The controller 110 may comprise an I/O interface 116 for interfacing the switching 103 and other peripherals. The I/O interface 116 may be a digital and/or analogue I/O interface 116.
In the embodiment where the power supply 101 is a physical portable battery, the battery may comprise the controller 110 internally installed therein. In this embodiment, the controller 110 may take the form of a small form factor ruggedised microprocessor device suited for such application, such as a field programmable gate array (FPGA) based controller.
The system 100 may comprise an ammeter 117 which is used by the controller 110 to measure the amperes drawn during crank starting. The controller 110 may use the current readings from the ammeter 117 to determine the crank start power consumption requirement.
Once the starter motor 108 begins to turn, a series of current draw oscillations 120 at a frequency of approximately 2 Hz may be exhibited until the internal combustion engine is started whereafter the current falls back to zero at point 121.
In additional or alternative embodiments, the system 100 may comprise at least one voltmeter 122. The controller 110 may take voltage readings from the voltmeter 122 during crank starting to determine the crank start power consumption requirement. In embodiments shown, the system 100 comprises a voltmeter 122 interfacing each battery cell 102. In alternative embodiments, the system 100 comprises switching interfacing respective voltmeters 122 for the primary and auxiliary groups respectively. In this way, the system 100 is able to determine a charge state of the auxiliary or primary group as will be described in further detail below.
The data 112 may be configured with a lookup table which maps measured current and/or voltage against respective crank start power consumption requirements. Alternatively, the controller 110 may be configured to calculate the crank start power consumption requirements formulaically using the current and/or voltage.
In a preferred embodiment, the controller 110 uses both current and voltage to determine total power consumption during crank starting and therefore set the crank start power consumption requirement accordingly. The controller 110 may calculate the crank start power consumption requirement with a safety factor, such as an increase of 10% over and above the measured total power consumption.
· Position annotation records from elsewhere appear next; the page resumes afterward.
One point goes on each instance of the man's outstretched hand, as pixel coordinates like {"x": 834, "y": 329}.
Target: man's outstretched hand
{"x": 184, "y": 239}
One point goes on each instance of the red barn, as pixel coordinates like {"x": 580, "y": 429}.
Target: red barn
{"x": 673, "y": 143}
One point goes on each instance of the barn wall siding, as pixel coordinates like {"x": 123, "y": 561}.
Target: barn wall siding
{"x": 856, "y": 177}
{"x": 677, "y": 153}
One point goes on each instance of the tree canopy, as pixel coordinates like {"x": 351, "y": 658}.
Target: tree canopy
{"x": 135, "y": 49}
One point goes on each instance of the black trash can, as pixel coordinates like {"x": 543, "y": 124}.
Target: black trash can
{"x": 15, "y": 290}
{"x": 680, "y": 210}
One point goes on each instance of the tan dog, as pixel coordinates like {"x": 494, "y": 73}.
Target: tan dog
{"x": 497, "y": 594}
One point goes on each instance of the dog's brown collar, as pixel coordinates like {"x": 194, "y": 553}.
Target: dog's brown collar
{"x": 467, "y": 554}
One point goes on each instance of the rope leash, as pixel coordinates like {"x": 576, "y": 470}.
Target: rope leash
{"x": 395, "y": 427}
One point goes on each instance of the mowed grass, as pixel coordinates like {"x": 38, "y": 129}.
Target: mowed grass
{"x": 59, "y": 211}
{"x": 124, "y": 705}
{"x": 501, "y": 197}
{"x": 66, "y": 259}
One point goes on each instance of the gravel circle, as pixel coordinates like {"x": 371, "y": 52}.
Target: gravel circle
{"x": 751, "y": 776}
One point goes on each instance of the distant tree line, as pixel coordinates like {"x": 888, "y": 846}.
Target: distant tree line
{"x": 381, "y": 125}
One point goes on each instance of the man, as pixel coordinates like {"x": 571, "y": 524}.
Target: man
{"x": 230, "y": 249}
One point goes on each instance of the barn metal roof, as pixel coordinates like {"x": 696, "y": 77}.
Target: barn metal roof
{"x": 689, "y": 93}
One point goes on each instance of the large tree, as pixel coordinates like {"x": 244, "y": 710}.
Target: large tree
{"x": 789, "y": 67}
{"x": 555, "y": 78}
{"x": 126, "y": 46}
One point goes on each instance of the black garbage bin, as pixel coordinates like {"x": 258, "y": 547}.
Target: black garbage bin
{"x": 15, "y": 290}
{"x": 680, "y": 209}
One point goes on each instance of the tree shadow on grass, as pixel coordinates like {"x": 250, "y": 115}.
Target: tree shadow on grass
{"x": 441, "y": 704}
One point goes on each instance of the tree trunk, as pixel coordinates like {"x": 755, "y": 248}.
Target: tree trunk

In embodiments, the controller 110 may be configured to measure crank start power consumption over a plurality of crank starts to calculate the crank start power consumption requirement using a rolling average calculation. The rolling average calculation may be used to account for variability in power consumption requirements which may be affected over time by factors such as battery life, temperature and the like.
For example, during winter months wherein colder engines consume more power during crank starting, the rolling average may gradually increase the crank start power consumption requirement as the season cools into winter and, alternatively, gradually decrease the crank start power consumption requirement as the season warms into summer.
The data 114 may comprise an assignment table which records which battery cell 102 is assigned to which group. The assignment table is dynamically updated by the controllers 115 over time.
In embodiments, the number of battery cells 102 assigned to the auxiliary group further depends on a configuration setting which may affect power consumption requirements. For example, the configuration setting may comprise an engine size configuration setting wherein larger engines require greater power during crank starting. By way of further example, the configuration setting may comprise a fuel type wherein, for example, diesel engines require greater power during starting, including for coil preheating.
As such, for example, during initial configuration, the system 100 may be configured with configuration settings which are stored within the data 114 specifying that the power supply 110 is installed on a 3 L diesel engine. The aforedescribed lookup table which maps voltage and/or current to respective crank start power consumption requirements may further map according to these configuration settings. For example, the lookup table may comprise separate mappings for diesel engines as opposed to petrol engines.
In embodiments, the number of battery cells assigned to the auxiliary group further depends on a further measured parameter. With reference to
In embodiments, custom sensors 123 may be installed on a vehicle. In alternative embodiments, the controller 110 may operably interface a vehicle management system 125 including to read various sensor data therefrom. In a yet further embodiment wherein the power supply 101 is a portable battery, the requisite sensors (such as ambient air temperature sensors) may be integral installed therein.
In an embodiment, the sensor 123 is a thermometer as temperature can affect power consumption requirements during crank starting. As such, the controller 110 may dynamically assign more battery cells 102 to the auxiliary group in colder weather as compared to warmer weather.
The further measured parameter may be used to vary the number of battery cells 110 assigned to the auxiliary group according to the determined crank start power consumption requirement.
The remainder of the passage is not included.